Finishing worked example

Thermal Cure Schedule with ramp-up time to cure temperature of 5 min: a worked example

This worked example runs the thermal cure schedule numbers for a tougher week than the baseline: ramp-up time to cure temperature of 5 min instead of the typical 10 min. Add ramp, soak, dwell, and cool-down times for a coating cure schedule.

The inputs for this scenario

  • Ramp-up time to cure temperature: 5 min (the input this scenario stresses; the baseline uses 10)
  • Soak time at cure temperature: 8 min (held at the documented default)
  • Additional oven dwell: 6 min (held at the documented default)
  • Cool-down time: 4 min (held at the documented default)

Working through the calculation

  • The calculation starts from the formula this tool documents: Total = sum of entered elements.
  • Total works out to 23 min at these inputs, and this is the headline figure for the scenario.
  • Element 1 works out to 5 min at these inputs.
  • Element 2 works out to 8 min at these inputs.
  • Element 3 + 4 works out to 10 min at these inputs.

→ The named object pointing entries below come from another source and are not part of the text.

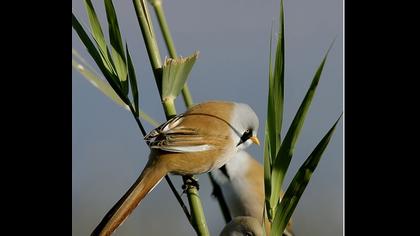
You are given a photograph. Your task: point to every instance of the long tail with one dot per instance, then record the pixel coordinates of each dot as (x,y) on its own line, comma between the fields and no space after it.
(148,179)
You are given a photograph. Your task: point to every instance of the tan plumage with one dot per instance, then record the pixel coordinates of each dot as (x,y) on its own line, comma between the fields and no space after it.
(200,140)
(243,188)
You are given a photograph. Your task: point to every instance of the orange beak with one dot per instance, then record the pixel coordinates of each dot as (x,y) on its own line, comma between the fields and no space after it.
(255,140)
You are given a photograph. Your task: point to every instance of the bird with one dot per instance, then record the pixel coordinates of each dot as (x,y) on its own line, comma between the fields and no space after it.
(243,226)
(202,139)
(242,183)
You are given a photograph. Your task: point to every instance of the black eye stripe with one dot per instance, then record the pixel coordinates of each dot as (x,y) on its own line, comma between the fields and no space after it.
(246,135)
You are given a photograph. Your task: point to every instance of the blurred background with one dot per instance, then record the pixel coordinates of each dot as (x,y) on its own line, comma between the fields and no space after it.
(233,39)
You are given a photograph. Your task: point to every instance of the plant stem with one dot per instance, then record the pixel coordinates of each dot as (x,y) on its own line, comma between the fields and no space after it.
(160,13)
(186,95)
(197,215)
(146,27)
(197,219)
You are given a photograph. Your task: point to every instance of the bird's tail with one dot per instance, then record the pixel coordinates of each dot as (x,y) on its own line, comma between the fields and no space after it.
(148,179)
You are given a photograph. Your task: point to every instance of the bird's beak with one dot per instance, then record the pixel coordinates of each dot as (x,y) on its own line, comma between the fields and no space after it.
(255,140)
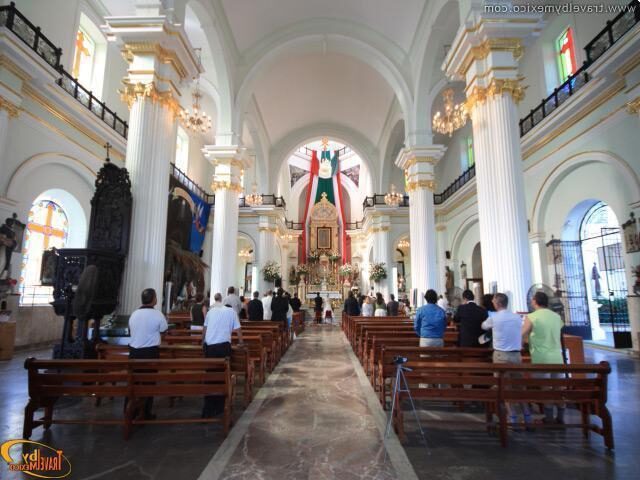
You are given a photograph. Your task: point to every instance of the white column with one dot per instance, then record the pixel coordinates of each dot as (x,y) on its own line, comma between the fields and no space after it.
(418,164)
(485,53)
(150,149)
(229,163)
(160,58)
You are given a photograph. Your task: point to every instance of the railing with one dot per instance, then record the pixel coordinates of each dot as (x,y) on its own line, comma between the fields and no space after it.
(378,199)
(266,200)
(291,225)
(31,35)
(189,184)
(602,42)
(12,19)
(86,98)
(458,183)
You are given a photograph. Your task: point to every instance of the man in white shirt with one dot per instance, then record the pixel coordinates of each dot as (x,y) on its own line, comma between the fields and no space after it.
(145,326)
(266,305)
(219,324)
(232,300)
(507,343)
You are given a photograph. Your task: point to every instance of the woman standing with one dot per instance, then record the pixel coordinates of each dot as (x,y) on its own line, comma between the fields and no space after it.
(381,307)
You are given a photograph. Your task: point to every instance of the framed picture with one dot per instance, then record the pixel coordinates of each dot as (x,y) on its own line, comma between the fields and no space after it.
(324,238)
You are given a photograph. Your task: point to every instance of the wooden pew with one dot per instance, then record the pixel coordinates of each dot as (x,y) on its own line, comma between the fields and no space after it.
(135,380)
(501,383)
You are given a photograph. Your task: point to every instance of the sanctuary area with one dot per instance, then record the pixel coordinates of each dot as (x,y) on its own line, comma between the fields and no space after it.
(338,239)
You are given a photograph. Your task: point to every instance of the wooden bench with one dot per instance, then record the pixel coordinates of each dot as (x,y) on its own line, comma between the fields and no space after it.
(497,384)
(50,380)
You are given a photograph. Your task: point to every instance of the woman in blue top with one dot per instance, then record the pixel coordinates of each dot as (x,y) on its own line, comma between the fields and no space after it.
(430,322)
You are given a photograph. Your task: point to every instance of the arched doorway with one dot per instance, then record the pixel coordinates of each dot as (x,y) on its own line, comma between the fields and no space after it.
(603,260)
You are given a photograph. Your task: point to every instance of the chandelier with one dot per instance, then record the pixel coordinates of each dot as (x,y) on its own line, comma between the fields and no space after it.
(254,199)
(455,115)
(197,120)
(393,198)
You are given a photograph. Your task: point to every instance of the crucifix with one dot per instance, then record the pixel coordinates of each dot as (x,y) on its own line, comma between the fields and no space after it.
(81,49)
(107,146)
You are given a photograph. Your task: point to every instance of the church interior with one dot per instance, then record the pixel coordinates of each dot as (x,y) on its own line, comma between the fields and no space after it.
(384,164)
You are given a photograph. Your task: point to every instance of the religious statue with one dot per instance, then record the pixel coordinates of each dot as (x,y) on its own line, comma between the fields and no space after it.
(449,276)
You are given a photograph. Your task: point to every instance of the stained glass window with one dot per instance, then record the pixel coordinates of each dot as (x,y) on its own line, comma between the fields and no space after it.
(47,227)
(84,58)
(566,55)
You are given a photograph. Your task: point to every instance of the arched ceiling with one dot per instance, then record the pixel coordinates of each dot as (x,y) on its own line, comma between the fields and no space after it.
(328,88)
(251,21)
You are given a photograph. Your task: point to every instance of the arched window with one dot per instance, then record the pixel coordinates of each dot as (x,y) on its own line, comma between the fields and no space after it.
(47,227)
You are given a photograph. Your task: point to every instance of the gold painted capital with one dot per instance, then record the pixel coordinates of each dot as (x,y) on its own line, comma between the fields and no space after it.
(633,107)
(132,92)
(498,86)
(418,184)
(12,109)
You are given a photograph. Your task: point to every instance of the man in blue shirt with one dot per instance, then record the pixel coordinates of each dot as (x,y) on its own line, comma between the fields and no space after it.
(430,322)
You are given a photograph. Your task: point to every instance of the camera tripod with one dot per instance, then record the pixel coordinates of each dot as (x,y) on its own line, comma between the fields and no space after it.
(403,387)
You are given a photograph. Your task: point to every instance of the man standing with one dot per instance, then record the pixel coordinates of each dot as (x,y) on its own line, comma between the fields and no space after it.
(393,306)
(543,328)
(266,305)
(351,306)
(219,324)
(145,326)
(469,318)
(507,342)
(430,322)
(232,300)
(255,308)
(296,303)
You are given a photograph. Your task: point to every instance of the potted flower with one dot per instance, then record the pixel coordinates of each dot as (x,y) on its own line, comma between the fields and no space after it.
(377,271)
(271,271)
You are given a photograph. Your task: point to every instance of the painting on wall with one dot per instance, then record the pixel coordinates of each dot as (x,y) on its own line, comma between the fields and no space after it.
(324,238)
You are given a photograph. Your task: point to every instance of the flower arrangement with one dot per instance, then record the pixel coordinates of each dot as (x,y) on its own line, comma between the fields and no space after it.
(377,271)
(346,270)
(271,271)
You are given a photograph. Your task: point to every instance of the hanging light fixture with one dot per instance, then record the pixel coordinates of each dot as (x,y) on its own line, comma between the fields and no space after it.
(197,120)
(403,244)
(393,198)
(455,115)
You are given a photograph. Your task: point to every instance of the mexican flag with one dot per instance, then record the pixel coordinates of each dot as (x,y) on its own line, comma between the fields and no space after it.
(324,178)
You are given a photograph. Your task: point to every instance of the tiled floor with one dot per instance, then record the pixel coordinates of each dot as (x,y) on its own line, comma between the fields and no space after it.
(317,418)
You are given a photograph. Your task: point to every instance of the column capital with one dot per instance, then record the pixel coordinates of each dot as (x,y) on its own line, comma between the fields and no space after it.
(158,53)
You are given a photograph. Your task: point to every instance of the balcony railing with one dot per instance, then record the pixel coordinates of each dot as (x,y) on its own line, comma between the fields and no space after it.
(189,184)
(458,183)
(98,108)
(267,200)
(602,42)
(378,199)
(27,32)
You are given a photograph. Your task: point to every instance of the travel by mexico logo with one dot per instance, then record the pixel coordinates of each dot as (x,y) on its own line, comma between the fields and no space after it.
(36,459)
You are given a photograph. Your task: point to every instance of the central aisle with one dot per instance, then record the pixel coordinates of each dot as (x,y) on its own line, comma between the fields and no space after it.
(316,417)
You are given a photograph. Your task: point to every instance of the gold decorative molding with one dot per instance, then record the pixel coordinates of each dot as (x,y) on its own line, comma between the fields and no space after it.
(130,50)
(633,106)
(133,92)
(226,185)
(498,86)
(417,184)
(12,109)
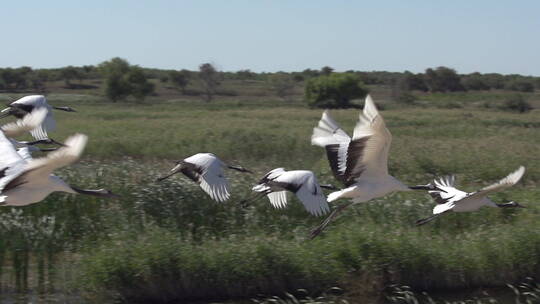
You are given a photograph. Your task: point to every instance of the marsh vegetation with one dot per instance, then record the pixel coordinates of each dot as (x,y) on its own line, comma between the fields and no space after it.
(170,242)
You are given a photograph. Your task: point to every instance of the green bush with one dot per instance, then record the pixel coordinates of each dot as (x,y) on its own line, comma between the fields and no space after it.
(334,91)
(516,103)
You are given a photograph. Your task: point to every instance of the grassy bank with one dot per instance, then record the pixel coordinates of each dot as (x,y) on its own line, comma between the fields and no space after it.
(169,241)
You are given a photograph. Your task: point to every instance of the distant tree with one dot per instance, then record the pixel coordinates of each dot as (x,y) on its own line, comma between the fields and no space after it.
(326,70)
(309,73)
(38,79)
(494,80)
(516,103)
(180,79)
(282,84)
(69,73)
(443,79)
(245,75)
(140,87)
(521,85)
(298,77)
(210,79)
(334,91)
(410,82)
(123,80)
(15,79)
(475,82)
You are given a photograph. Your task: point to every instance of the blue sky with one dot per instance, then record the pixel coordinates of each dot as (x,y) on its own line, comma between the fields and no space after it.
(480,35)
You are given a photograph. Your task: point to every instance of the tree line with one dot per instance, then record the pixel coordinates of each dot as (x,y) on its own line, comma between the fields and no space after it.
(323,87)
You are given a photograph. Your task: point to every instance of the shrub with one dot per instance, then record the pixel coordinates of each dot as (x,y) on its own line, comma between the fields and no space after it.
(334,91)
(406,98)
(520,85)
(516,103)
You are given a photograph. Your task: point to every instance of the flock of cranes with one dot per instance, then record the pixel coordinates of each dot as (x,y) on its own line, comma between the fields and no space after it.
(359,162)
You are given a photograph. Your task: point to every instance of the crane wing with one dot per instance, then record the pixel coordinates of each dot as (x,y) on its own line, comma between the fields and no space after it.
(445,190)
(11,163)
(328,134)
(441,208)
(304,184)
(504,183)
(368,150)
(278,199)
(29,122)
(212,179)
(48,124)
(62,157)
(25,153)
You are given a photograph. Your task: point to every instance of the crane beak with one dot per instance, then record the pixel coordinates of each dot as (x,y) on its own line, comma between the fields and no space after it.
(173,171)
(5,112)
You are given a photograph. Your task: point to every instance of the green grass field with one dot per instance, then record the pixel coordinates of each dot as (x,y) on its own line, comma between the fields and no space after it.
(169,241)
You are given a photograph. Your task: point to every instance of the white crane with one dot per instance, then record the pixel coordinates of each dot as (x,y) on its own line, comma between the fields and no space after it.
(449,198)
(24,181)
(206,169)
(360,162)
(303,183)
(21,107)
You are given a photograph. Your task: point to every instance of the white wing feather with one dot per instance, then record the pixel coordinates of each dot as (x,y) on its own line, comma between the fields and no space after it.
(278,199)
(375,155)
(49,124)
(11,163)
(26,124)
(309,193)
(62,157)
(213,181)
(504,183)
(443,207)
(328,132)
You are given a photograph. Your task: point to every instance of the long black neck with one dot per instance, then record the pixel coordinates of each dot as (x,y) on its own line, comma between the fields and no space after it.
(238,168)
(97,193)
(509,205)
(328,186)
(67,109)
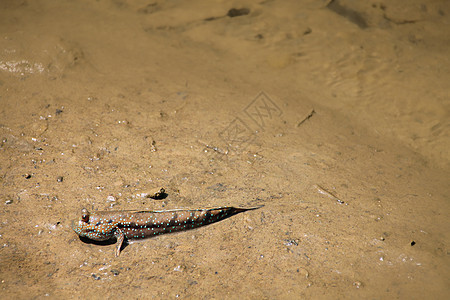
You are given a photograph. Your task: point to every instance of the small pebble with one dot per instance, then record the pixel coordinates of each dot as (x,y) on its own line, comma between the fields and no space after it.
(115,272)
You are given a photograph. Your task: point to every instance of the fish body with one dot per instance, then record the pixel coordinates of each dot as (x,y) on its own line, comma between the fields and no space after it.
(104,225)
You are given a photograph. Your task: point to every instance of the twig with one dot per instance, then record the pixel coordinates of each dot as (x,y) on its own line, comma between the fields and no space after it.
(327,193)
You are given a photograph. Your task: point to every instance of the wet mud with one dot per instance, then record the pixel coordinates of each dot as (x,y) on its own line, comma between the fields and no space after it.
(334,115)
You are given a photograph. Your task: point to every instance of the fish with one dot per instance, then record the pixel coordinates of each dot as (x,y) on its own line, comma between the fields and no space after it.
(140,224)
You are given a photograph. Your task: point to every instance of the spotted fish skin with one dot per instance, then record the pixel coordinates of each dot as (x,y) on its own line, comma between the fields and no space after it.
(104,225)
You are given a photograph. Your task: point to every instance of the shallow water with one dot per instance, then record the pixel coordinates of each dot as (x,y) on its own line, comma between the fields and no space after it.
(334,115)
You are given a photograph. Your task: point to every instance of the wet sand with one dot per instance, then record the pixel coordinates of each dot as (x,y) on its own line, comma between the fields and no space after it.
(334,115)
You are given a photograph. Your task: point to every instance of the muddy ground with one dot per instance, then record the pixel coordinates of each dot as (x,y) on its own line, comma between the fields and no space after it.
(334,115)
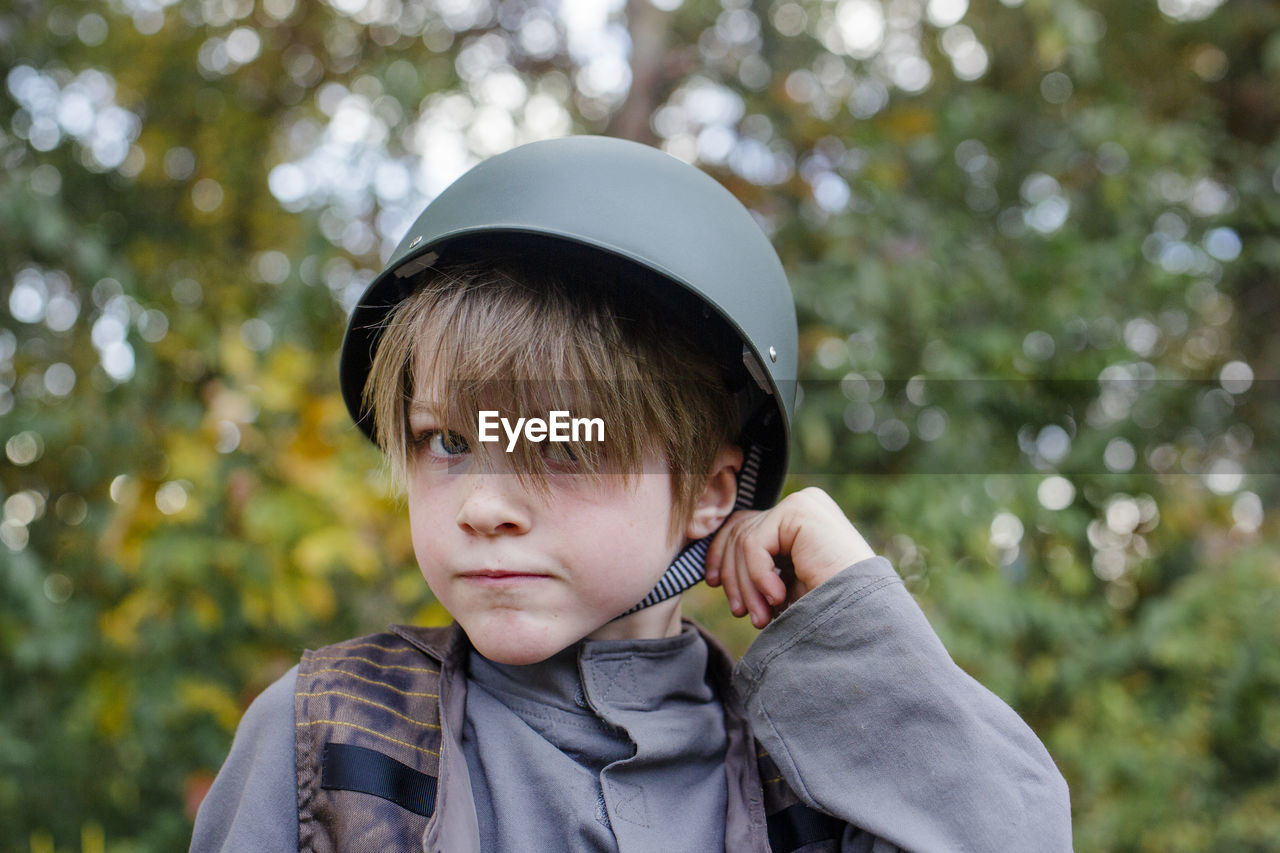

How this compares with the baseline

  • Against the tool's baseline example, where ramp-up time to cure temperature sits at 10 min and the headline result is 28 min, this scenario comes in 17.86% below the baseline at 23 min.
  • Use it to plan batch turnaround, set conveyor takt, or document a standard cure recipe for a specific powder and part. A result at this level usually justifies acting on the stressed input before touching anything else, because every other figure in the table is downstream of it.

Results at a glance

  • Total: 23 min (headline result)
  • Element 1: 5 min
  • Element 2: 8 min
  • Element 3 + 4: 10 min

Run it with your numbers

  • To rerun this with your own numbers, open the live Thermal Cure Schedule calculator, set ramp-up time to cure temperature to your actual value, and adjust the remaining inputs to match your operation.

Last reviewed 2026-05-12.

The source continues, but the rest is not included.